The issue pitted supporters arguing for compassion for those suffering from pain they say only cannabis can ease against opponents who contend the legislation would undermine public safety.
Sponsoring Sen. Bill Haine, D-Alton, argued the measure is one of the toughest in the nation. Haine said his bill does not reflect other states that have “sloppily” instituted medical marijuana laws.
“This bill is filled with walls to keep this limited,” said Haine, a former Madison County state’s attorney.
Sen. Kyle McCarter, R-Lebanon, raised concerns about lawmakers endorsing a product that classified as a controlled substance by the federal government, arguing marijuana is a gateway drug that could lead users to harder substances.

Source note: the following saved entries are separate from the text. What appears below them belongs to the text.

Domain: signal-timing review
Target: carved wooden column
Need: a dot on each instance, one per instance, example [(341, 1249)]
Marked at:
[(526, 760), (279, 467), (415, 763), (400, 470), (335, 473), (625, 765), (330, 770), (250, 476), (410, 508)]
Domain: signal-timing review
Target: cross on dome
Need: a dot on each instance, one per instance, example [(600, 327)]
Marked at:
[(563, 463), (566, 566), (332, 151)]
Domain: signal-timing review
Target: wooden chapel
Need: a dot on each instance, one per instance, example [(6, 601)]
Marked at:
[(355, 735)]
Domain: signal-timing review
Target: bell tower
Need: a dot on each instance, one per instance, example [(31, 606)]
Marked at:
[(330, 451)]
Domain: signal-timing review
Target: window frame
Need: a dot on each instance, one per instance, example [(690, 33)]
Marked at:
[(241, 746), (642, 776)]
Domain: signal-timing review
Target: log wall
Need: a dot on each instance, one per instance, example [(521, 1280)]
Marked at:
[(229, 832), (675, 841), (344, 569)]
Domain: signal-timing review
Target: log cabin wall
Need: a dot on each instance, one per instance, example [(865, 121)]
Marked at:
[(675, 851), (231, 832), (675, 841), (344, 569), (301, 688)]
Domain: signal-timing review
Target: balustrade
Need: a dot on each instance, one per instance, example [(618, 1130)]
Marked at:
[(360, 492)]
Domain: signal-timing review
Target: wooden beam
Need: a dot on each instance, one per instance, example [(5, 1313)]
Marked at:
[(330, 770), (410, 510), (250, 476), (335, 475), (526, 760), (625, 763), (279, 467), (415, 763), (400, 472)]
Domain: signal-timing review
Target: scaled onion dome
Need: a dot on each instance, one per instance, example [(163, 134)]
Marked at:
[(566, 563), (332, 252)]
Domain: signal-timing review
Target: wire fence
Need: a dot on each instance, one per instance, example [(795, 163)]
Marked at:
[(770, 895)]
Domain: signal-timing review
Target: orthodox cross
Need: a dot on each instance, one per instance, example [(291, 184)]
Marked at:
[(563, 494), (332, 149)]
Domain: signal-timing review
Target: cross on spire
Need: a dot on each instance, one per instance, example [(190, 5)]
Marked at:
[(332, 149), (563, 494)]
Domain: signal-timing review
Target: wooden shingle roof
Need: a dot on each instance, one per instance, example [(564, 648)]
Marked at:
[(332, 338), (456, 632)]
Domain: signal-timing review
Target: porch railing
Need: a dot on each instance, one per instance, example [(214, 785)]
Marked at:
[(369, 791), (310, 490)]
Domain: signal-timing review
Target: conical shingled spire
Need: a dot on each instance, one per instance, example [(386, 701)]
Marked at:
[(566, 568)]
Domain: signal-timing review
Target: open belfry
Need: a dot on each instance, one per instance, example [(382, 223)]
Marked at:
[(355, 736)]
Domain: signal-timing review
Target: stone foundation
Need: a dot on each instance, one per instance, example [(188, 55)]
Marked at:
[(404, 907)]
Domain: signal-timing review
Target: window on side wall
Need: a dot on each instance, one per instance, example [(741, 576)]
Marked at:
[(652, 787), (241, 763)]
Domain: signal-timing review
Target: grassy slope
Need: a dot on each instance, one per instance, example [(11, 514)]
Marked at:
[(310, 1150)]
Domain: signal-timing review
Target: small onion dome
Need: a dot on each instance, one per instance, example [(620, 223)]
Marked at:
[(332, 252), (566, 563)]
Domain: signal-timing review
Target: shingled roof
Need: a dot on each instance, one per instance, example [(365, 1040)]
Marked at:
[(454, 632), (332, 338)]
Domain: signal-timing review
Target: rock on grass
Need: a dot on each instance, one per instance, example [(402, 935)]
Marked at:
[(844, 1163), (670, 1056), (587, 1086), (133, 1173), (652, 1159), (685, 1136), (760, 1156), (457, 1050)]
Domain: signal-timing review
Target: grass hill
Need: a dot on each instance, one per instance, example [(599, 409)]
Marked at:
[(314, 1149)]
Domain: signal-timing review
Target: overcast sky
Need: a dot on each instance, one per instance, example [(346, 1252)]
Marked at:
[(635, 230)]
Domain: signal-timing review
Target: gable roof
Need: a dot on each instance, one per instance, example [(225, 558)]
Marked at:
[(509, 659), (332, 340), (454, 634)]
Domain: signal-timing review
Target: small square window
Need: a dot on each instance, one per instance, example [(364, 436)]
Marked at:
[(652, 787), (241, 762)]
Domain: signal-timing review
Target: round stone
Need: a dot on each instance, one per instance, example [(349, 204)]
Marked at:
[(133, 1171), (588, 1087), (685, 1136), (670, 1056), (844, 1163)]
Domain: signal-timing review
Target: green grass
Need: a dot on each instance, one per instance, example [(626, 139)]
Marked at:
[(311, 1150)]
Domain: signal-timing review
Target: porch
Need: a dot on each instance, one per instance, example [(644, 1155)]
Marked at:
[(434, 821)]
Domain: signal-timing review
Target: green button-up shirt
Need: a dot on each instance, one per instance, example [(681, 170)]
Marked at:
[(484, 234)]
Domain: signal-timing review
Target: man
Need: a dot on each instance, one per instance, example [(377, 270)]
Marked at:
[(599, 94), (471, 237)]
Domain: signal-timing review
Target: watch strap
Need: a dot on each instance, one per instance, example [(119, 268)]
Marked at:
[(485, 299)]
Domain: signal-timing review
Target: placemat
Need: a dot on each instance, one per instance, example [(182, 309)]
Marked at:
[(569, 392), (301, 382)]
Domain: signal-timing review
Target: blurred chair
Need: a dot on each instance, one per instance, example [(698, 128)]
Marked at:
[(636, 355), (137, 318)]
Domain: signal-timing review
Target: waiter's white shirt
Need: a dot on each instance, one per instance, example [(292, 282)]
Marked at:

“For every touching story we have heard about the benefits to those in pain, I remind you today that there are a thousand time more parents who will never be relieved from the pain of losing a child due to addiction which in many cases started with the very illegal, FDA-unapproved addiction-forming drug that you are asking us to now make a normal part of our communities,” McCarter said.
The proposal would create a four-year trial program in which doctors could prescribe patients no more than 2.5 ounces of marijuana every two weeks. To qualify, patients must have one of 33 serious or chronic conditions — including cancer, multiple sclerosis or HIV — and an established relationship with a doctor.
Patients would undergo fingerprinting and a criminal background check and would be banned from using marijuana in public and around minors. Patients also could not legally grow marijuana, and they would have to buy it from one of 60 dispensing centers across Illinois. The state would license 22 growers.
The measure drew strong opposition from the Illinois Association of Chiefs of Police and the Illinois Sheriffs’ Association, which sent a letter to the governor and lawmakers warning the proposal would not stop medical marijuana card holders from driving while under the influence. They suggested blood and urine testing be included in the legislation to allow police to determine whether card holders had marijuana in their system while driving.
Haine argued the law has safeguards to prevent that, including designating on a driver’s license whether they use medical marijuana.
The Senate vote was 35-21, with 30 needed to pass the bill. It goes to Quinn, who has not indicated whether he will sign it. The Democratic governor recently said he is open minded to the legislation.